L'Express (France)

LE BON SENS

- M. P.

PAR MICHEL BERNARD LA TABLE RONDE, 208 P., 20 €.

C’était il y a deux ans. Dans Le Bon Coeur, l’énarque Michel Bernard retraçait d’une plume alerte et précise l’époustoufl­ante destinée de la jeune Lorraine à l’étendard blanc. De quoi emballer les plus réfractair­es à la figure de Jeanne D’Arc. Rebelote cette année avec un bond dans l’histoire. En 1449, dix-huit ans après la mort de Jeanne, les troupes de Charles VII, livrant les derniers assauts de la guerre de Cent Ans, reprennent enfin Rouen aux Anglais. L’occasion de se remémorer le triste sort de la pieuse Pucelle d’Orléans. Une chaîne d’hommes de bonne volonté se constitue afin de faire rouvrir le procès. A commencer par Guillaume Manchon, le scrupuleux greffier de la première procédure, dont Michel Bernard brosse un portrait plein de respect. Puis c’est au tour de Thomas de Courcelles, proche conseiller du roi, alors le plus jeune juge de Jeanne, qui rédige, enfin, le procès-verbal du procès – non sans biffer le passage notifiant son vote pour la torture. Deux autres conseiller­s viennent en renfort.

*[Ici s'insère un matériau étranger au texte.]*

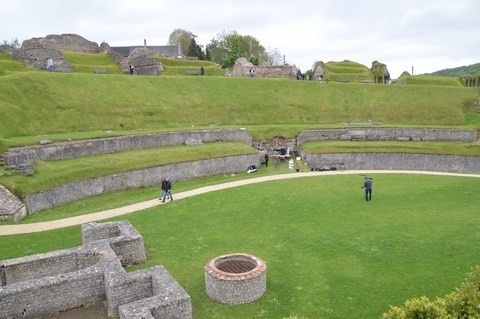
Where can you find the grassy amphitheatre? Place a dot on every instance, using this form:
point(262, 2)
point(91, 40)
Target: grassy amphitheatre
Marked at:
point(329, 253)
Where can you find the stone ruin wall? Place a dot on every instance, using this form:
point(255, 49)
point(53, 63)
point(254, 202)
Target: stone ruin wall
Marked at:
point(45, 284)
point(75, 149)
point(184, 171)
point(395, 161)
point(136, 179)
point(392, 161)
point(387, 134)
point(22, 158)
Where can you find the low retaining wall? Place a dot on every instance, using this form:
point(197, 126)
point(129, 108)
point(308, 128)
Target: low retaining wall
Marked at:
point(11, 208)
point(75, 149)
point(136, 179)
point(386, 134)
point(396, 161)
point(45, 284)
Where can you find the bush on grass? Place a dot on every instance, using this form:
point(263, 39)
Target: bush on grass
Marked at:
point(464, 302)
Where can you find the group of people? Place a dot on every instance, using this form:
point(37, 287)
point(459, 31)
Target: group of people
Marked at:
point(167, 186)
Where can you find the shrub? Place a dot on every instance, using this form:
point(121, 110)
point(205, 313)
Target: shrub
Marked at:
point(462, 303)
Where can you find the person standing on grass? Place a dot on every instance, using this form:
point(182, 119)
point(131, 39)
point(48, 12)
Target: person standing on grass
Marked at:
point(50, 65)
point(167, 189)
point(367, 184)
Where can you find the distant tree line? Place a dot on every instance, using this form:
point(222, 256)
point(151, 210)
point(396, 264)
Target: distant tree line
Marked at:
point(473, 70)
point(225, 48)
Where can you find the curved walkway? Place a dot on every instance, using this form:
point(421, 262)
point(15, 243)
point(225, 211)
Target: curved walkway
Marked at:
point(77, 220)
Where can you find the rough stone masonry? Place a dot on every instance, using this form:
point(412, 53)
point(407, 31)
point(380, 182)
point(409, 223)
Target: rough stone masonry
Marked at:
point(92, 274)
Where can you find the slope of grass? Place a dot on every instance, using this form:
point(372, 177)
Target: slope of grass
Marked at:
point(53, 103)
point(49, 174)
point(87, 63)
point(431, 80)
point(329, 253)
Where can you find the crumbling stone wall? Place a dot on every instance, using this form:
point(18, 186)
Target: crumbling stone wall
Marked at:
point(45, 284)
point(387, 134)
point(136, 179)
point(75, 149)
point(36, 51)
point(11, 208)
point(144, 62)
point(396, 161)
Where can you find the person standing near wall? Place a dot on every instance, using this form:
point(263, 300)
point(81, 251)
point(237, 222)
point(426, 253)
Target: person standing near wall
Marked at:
point(50, 65)
point(367, 184)
point(167, 189)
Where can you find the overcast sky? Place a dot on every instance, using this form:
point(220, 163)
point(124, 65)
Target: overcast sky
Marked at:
point(429, 35)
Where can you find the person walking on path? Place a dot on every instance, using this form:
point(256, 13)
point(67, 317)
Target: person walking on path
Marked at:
point(50, 65)
point(167, 189)
point(367, 184)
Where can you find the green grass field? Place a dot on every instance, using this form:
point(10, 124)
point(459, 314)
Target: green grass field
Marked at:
point(54, 103)
point(329, 253)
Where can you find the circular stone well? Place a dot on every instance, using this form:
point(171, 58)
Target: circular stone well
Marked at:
point(235, 279)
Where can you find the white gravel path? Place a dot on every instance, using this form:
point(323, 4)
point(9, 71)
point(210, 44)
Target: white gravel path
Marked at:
point(77, 220)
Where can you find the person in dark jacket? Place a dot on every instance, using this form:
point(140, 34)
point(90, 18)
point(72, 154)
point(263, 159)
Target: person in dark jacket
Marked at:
point(367, 184)
point(167, 189)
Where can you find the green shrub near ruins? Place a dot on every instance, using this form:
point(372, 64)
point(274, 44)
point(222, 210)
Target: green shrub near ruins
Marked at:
point(329, 254)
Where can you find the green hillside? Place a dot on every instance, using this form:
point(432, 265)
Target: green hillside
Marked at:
point(473, 70)
point(431, 80)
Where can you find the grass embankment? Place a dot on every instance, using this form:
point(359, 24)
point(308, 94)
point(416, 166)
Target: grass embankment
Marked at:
point(432, 80)
point(329, 253)
point(49, 174)
point(53, 103)
point(88, 63)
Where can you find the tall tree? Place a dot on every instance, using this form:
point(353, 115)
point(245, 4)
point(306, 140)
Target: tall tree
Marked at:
point(196, 50)
point(227, 47)
point(181, 37)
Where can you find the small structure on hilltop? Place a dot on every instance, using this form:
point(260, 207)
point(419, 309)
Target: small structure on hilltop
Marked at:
point(36, 52)
point(349, 71)
point(144, 62)
point(242, 67)
point(380, 72)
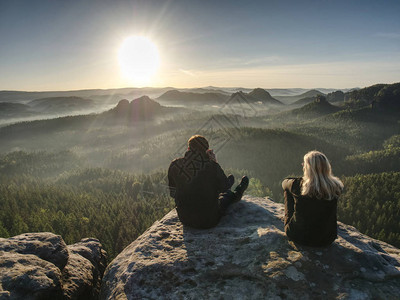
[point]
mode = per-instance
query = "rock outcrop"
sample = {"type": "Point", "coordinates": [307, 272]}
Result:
{"type": "Point", "coordinates": [247, 256]}
{"type": "Point", "coordinates": [42, 266]}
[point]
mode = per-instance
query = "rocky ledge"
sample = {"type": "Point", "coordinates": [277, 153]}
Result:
{"type": "Point", "coordinates": [42, 266]}
{"type": "Point", "coordinates": [247, 256]}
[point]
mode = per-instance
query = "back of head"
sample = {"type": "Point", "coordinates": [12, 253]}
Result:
{"type": "Point", "coordinates": [198, 143]}
{"type": "Point", "coordinates": [318, 180]}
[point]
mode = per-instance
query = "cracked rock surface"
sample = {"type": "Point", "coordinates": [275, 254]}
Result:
{"type": "Point", "coordinates": [247, 256]}
{"type": "Point", "coordinates": [42, 266]}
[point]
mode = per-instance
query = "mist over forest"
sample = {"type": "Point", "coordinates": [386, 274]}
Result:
{"type": "Point", "coordinates": [93, 162]}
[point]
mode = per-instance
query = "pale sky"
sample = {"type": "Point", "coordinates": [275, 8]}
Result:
{"type": "Point", "coordinates": [67, 45]}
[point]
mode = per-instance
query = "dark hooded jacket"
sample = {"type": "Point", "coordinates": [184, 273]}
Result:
{"type": "Point", "coordinates": [308, 221]}
{"type": "Point", "coordinates": [195, 182]}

Mais le roi se fait prier, avant de céder, tout en pleurant sa maîtresse morte en couches durant l’hiver 1450 : Agnès Sorel, la belle Agnès, moult fois représenté­e par le peintre Jean Fouquet, dont, en fin connaisseu­r, l’auteur des Deux remords de Claude Monet rappelle ici l’immense talent. Avec l’aval du Vatican, mené par le cardinal d’Estoutevil­le, le procès en réhabilita­tion de Jeanne peut débuter. La mère et les frères de la bergère sont là, tout comme les clercs accusateur­s d’hier. L’émotion affleure, l’hypocrisie et la morgue des universita­ires se font patentes, et le bon sens l’emporte au terme de ce roman historique de haut vol – sélectionn­é pour le prix des lecteurs de L’Express/BFMTV.